Automating Complaints Processing in the Food and Economic Sector: A Classification Approach
Text categorization is a supervised learning task which aims to assign labels to documents based on the predicted outcome suggested by a classifier trained on a set of labelled documents. The association of text classification to facilitate labelling reports/complaints in the economic and health-related fields can have a tremendous impact in the speed at which these are processed, and therefore, lowering the required time to act upon these complaints and reports. In this work, we aim to classify complaints into the main 4 economic activities given by the Portuguese Economic and Food Safety Authority.
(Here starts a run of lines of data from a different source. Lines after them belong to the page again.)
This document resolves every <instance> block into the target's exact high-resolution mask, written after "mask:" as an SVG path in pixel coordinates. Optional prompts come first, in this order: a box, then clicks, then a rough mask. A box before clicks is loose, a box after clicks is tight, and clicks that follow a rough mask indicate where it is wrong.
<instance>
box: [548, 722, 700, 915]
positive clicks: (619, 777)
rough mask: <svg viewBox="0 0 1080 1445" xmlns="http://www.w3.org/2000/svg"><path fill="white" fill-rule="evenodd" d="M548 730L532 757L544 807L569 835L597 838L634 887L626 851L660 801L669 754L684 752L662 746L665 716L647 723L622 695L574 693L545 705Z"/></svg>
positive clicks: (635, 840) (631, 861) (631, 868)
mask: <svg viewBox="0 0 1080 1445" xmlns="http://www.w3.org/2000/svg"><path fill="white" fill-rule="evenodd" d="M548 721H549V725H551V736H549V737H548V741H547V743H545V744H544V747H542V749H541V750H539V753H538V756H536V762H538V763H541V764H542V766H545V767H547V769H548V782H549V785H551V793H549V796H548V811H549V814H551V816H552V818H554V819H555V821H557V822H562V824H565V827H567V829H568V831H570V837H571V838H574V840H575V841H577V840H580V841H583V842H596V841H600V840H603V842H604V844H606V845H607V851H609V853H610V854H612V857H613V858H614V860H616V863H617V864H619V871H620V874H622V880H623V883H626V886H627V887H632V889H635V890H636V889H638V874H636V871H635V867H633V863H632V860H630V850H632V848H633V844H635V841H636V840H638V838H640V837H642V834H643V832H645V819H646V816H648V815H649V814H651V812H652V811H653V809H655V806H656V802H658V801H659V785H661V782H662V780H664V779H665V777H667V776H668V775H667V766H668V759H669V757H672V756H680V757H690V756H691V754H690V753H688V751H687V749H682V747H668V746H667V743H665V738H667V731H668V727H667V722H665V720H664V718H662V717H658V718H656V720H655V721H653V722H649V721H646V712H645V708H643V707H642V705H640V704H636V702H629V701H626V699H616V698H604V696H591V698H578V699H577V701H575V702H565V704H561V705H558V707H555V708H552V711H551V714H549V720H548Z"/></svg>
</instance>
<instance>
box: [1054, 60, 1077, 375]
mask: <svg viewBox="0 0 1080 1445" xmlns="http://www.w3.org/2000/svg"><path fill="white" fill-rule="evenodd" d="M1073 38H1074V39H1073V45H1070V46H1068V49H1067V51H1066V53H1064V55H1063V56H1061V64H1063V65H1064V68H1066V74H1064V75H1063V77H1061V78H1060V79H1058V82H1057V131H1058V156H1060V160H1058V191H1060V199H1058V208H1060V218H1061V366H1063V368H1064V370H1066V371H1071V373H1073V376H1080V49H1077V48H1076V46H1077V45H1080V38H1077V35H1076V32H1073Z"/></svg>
We evaluate the classification performance of 9 algorithms (Complement Naïve Bayes, Bernoulli Naïve Bayes, Multinomial Naïve Bayes, K-Nearest Neighbors, Decision Tree, Random Forest, Support Vector Machine, AdaBoost and Logistic Regression) at different layers of text pre-processing. Results reveal high levels of accuracy, roughly around 85%. It was also observed that the linear classifiers (support vector machine and logistic regression) allowed us to obtain higher f1-measured values than the other classifiers in addition to the high accuracy values revealed. It was possible to conclude that the use of these algorithms is more adequate for the data selected and that applying text classification methods can facilitate and help the complaints and reports processing which, in turn, leads to a swifter action by authorities in charge. Thus, relying on text classification of reports and complaints can have a positive influence in either economic crime prevention or in public health, in this case, by means of food-related inspections.